# Problem 2 - Automated Feature Engineering

## 2.1

**Answer:**

Interpretability and explainability are vital for building trust in machine learning models, ensuring their reliability, improving their performance, complying with regulatory standards, and making informed decisions based on their outputs.

- When models are interpretable, they are more transparent, making it easier for users to trust their predictions. Understanding how a model arrives at its conclusions builds confidence in its use, especially in critical applications like healthcare, finance, and legal decisions.
- An interpretable model allows developers and data scientists to identify and understand the model's decision-making process. This insight is crucial for diagnosing and fixing errors, biases, or overfitting in the model, leading to more robust and accurate models.
- In many industries, regulations require explanations for decisions made by automated systems, especially when these decisions impact human lives. Interpretability ensures compliance with such regulations and helps in maintaining ethical standards by avoiding unfair or discriminatory outcomes.
- In domains where the stakes are high, such as healthcare, finance, or security, decisions based on model predictions can have significant consequences. Interpretability allows decision-makers to understand the rationale behind a model's prediction, enabling them to make informed decisions.

## 2.2

In [3]:
from sklearn.datasets import load_diabetes
from autofeat import FeatureSelector

# Load data
diabetes = load_diabetes()
X, y = diabetes.data, diabetes.target

In [6]:
import pandas as pd
fs = FeatureSelector(verbose=1)
new_X = fs.fit_transform(pd.DataFrame(X), pd.Series(y))

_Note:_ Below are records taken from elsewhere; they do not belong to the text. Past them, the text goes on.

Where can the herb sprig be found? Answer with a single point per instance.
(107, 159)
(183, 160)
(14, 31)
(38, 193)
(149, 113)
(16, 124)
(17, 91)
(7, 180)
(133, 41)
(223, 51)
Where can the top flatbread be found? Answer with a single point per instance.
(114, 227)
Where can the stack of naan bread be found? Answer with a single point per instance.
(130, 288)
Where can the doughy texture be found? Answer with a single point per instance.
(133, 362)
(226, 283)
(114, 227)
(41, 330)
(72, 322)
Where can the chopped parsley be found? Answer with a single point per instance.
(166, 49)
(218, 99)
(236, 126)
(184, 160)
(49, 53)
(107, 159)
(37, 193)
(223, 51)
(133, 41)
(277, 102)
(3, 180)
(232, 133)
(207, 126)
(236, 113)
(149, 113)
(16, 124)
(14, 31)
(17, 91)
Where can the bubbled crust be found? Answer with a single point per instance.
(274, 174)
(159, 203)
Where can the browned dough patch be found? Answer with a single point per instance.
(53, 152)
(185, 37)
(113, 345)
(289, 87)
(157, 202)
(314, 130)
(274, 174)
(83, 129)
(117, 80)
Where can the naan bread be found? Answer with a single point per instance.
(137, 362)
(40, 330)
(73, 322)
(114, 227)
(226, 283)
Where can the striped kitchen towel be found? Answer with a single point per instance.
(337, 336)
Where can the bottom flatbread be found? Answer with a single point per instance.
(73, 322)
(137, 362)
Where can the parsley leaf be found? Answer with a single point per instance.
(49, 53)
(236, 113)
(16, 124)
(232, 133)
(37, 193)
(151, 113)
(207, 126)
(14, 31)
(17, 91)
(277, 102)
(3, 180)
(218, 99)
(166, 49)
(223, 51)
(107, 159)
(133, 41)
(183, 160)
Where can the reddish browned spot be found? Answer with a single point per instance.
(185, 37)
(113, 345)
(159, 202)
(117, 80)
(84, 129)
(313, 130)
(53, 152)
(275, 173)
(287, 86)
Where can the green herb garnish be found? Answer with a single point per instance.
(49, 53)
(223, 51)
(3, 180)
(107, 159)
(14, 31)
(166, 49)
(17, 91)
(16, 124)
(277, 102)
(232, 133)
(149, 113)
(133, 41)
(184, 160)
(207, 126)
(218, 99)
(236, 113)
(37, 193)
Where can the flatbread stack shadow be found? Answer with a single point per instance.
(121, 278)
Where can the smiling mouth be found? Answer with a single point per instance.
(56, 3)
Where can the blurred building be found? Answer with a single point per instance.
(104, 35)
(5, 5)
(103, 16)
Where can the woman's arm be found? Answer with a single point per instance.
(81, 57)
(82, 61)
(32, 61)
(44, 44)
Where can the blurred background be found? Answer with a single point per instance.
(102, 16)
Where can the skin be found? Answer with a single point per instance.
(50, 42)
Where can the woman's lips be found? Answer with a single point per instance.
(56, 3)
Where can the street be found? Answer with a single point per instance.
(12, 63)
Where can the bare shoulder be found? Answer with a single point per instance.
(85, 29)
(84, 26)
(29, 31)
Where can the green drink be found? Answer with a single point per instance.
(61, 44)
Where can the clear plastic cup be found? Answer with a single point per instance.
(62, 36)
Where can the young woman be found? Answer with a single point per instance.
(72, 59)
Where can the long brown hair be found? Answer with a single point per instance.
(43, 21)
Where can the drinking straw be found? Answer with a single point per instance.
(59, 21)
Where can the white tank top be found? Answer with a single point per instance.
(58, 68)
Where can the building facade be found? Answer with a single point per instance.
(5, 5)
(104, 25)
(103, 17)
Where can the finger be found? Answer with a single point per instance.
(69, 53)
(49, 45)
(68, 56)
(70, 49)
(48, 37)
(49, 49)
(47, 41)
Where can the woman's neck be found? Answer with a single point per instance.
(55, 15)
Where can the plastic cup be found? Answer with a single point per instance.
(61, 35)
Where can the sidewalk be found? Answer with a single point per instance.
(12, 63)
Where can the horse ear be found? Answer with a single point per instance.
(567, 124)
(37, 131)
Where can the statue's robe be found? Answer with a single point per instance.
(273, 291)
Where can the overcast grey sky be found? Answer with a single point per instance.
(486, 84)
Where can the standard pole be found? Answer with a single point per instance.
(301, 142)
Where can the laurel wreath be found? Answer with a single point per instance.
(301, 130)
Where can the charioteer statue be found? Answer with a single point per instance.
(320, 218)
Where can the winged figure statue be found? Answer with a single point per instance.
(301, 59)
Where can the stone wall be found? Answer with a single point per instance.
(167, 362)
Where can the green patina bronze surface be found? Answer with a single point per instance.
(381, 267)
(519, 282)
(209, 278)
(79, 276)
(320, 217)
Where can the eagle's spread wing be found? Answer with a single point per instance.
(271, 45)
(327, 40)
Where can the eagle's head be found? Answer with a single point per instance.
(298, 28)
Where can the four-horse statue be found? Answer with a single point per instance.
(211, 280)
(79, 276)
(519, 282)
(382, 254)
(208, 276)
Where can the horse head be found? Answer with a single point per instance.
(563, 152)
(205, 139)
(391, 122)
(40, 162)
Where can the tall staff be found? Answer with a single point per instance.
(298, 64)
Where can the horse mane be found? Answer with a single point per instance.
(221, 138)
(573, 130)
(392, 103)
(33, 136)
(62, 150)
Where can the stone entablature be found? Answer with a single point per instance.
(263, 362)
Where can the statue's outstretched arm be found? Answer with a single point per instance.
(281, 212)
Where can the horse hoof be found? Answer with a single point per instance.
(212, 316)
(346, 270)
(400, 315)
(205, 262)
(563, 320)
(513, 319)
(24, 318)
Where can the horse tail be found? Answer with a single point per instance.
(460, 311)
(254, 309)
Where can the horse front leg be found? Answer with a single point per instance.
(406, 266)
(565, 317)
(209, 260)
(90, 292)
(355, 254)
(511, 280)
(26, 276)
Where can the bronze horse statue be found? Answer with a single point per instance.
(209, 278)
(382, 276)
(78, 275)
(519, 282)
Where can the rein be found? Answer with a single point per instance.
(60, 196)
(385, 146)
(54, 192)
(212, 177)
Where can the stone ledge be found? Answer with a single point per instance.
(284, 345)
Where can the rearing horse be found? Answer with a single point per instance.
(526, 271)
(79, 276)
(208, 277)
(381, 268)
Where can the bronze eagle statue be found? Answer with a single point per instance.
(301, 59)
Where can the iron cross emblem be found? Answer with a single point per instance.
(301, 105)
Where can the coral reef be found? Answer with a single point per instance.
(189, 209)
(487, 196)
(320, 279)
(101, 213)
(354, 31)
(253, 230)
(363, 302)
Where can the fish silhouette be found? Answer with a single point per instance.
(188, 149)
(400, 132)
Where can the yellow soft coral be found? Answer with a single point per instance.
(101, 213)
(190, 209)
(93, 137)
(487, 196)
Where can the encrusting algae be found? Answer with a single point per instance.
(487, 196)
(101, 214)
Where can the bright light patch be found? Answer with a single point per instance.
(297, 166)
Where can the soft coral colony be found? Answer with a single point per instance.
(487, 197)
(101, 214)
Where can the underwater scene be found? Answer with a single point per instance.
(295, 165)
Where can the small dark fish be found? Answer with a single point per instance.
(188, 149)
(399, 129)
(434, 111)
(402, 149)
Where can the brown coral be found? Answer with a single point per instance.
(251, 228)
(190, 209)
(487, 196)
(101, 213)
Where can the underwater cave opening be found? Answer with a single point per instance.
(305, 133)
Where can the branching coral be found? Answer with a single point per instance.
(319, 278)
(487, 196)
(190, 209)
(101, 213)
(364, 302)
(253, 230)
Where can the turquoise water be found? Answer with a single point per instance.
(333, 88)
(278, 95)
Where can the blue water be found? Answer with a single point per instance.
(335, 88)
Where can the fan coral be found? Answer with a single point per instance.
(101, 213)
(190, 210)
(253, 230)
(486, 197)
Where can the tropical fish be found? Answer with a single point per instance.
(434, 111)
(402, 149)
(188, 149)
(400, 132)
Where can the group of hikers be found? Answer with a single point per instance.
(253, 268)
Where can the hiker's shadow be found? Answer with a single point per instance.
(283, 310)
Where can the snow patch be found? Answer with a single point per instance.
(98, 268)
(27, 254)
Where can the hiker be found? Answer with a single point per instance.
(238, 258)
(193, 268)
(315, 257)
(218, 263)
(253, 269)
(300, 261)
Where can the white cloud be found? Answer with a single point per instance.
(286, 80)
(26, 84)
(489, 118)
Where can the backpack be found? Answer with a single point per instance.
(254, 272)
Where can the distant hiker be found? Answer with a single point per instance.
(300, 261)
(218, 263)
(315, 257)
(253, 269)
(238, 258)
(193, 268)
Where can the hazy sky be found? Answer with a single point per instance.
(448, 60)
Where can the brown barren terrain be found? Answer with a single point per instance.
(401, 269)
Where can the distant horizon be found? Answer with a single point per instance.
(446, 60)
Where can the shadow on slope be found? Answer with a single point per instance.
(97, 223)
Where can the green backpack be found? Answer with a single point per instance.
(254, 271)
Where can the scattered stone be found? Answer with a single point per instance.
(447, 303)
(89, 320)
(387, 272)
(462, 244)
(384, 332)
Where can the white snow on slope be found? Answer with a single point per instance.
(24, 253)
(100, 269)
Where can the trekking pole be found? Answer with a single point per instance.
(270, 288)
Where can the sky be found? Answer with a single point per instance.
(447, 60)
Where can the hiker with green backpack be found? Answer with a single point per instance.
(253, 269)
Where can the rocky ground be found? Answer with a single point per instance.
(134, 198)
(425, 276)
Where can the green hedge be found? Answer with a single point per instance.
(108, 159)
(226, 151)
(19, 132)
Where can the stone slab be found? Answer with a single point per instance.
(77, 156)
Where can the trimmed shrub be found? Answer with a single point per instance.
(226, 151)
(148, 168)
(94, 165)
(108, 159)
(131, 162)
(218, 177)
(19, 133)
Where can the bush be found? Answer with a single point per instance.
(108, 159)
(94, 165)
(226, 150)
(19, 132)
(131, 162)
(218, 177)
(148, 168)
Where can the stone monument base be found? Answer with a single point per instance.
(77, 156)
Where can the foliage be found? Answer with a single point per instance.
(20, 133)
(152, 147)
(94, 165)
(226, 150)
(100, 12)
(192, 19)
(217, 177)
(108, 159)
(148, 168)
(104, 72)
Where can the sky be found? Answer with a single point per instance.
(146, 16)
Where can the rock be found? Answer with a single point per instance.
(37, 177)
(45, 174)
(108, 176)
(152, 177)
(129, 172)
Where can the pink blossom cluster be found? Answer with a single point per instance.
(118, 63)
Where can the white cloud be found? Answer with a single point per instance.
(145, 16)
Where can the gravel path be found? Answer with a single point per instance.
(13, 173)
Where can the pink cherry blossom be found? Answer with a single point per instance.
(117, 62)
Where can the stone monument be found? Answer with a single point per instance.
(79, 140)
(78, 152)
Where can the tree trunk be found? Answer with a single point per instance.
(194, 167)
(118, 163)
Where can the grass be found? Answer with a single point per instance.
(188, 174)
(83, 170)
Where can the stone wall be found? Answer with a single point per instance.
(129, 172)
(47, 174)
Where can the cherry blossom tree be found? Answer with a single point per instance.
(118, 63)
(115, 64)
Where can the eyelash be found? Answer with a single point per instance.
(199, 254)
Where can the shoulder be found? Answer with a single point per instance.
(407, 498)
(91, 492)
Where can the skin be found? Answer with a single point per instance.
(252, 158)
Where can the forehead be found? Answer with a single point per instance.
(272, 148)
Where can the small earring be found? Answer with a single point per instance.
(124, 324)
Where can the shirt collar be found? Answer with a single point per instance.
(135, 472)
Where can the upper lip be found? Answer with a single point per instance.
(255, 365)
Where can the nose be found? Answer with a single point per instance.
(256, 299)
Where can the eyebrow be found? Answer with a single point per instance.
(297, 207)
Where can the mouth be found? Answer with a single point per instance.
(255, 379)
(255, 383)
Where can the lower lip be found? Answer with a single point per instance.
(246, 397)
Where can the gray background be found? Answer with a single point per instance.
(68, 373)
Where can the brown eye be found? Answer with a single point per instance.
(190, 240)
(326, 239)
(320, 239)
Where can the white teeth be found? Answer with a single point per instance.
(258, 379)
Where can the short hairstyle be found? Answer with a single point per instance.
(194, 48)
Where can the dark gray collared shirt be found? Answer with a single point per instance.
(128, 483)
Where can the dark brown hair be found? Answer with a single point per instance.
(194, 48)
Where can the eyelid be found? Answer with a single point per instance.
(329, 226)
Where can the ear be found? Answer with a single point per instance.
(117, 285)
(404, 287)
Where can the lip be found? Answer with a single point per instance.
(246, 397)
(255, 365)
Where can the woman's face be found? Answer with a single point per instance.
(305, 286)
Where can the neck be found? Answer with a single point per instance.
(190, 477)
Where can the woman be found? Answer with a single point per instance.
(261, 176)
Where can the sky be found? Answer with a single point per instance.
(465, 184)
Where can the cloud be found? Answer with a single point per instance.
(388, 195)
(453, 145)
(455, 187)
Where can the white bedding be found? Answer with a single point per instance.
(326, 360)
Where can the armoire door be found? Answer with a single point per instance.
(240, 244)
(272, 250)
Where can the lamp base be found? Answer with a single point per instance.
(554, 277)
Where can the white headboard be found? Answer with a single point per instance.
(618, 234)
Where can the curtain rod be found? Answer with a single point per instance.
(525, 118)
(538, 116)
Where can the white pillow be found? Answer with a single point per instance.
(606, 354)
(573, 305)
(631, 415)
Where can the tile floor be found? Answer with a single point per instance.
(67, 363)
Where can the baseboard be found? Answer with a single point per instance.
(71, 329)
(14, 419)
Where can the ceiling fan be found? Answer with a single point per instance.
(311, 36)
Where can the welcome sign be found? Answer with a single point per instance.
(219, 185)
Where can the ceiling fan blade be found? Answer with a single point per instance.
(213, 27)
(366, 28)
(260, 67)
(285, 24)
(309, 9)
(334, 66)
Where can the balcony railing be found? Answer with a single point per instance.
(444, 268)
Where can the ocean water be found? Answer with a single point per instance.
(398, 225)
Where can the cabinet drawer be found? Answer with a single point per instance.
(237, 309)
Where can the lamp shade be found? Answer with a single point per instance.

# Check how many features were discarded
print("Original feature count:", X.shape[1])
print("Selected feature count:", new_X.shape[1])
discarded_features = X.shape[1] - new_X.shape[1]
print("Features discarded:", discarded_features)

[featsel] Scaling data...done.
Original feature count: 10
Selected feature count: 6
Features discarded: 4


## 2.3

In [7]:
from sklearn.model_selection import train_test_split
from sklearn.linear_model import LinearRegression
from sklearn.metrics import r2_score

# Split data
X_train, X_test, y_train, y_test = train_test_split(X, y, test_size=0.2, random_state=42)

# Initialize and fit model
model = LinearRegression()
model.fit(X_train, y_train)

# R² score on training and test set
r2_train = model.score(X_train, y_train)
r2_test = model.score(X_test, y_test)
print("R^2 - training set:", r2_train)
print("R^2 - test set:", r2_test)

R^2 - training set: 0.5279193863361498
R^2 - test set: 0.4526027629719195


## 2.4

In [8]:
from autofeat import AutoFeatRegressor

# Initialize and fit AutoFeatRegressor
afreg = AutoFeatRegressor(verbose=1)
X_train_feat = afreg.fit_transform(X_train, y_train)
X_test_feat = afreg.transform(X_test)

# Fit the model and evaluate
model.fit(X_train_feat, y_train)

[featsel] Scaling data...done.


In [14]:
r2_train_feat = model.score(X_train_feat, y_train)
r2_test_feat = model.score(X_test_feat, y_test)
print("R^2 - training set:", r2_train_feat)
print("R^2 - test set:", r2_test_feat)

# New features generated
X_train_df = pd.DataFrame(X_train)
X_train_feat_df = pd.DataFrame(X_train_feat)

new_features = list(X_train_feat_df.columns[10:])
print("Five new features generated:", new_features[:5])

R^2 - training set: 0.5721579622952007
R^2 - test set: 0.5053018198487318
Five new features generated: ['x000**3*x001', 'Abs(x008)/x008', 'exp(x002)*exp(x008)', 'exp(x002)*exp(x003)', 'x002*x003']


**Answer:**

The updated output from AutoFeatRegressor reveals an improvement in both training and testing \( $R^2$ \) scores, suggesting that feature engineering has enhanced the model's fit. Specifically, the \( $R^2$ \) score for training data has risen to 0.57, a significant increase from the earlier value, and the \( $R^2$ \) score for test data has climbed to 0.51 from 0.45. Although this improvement suggests better model performance, it also raises concerns about overfitting, as evidenced by the widened gap between training and testing results. The added complexity from new features might be causing the model to not generalize effectively to new, unseen data.

The five new features listed above are essentially transformations of one or more original features. These transformations have helped in capturing more subtle aspects of our data. However, they also have the potential to lead to overfitting by adjusting not just to the underlying patterns but also to the noise present in the data.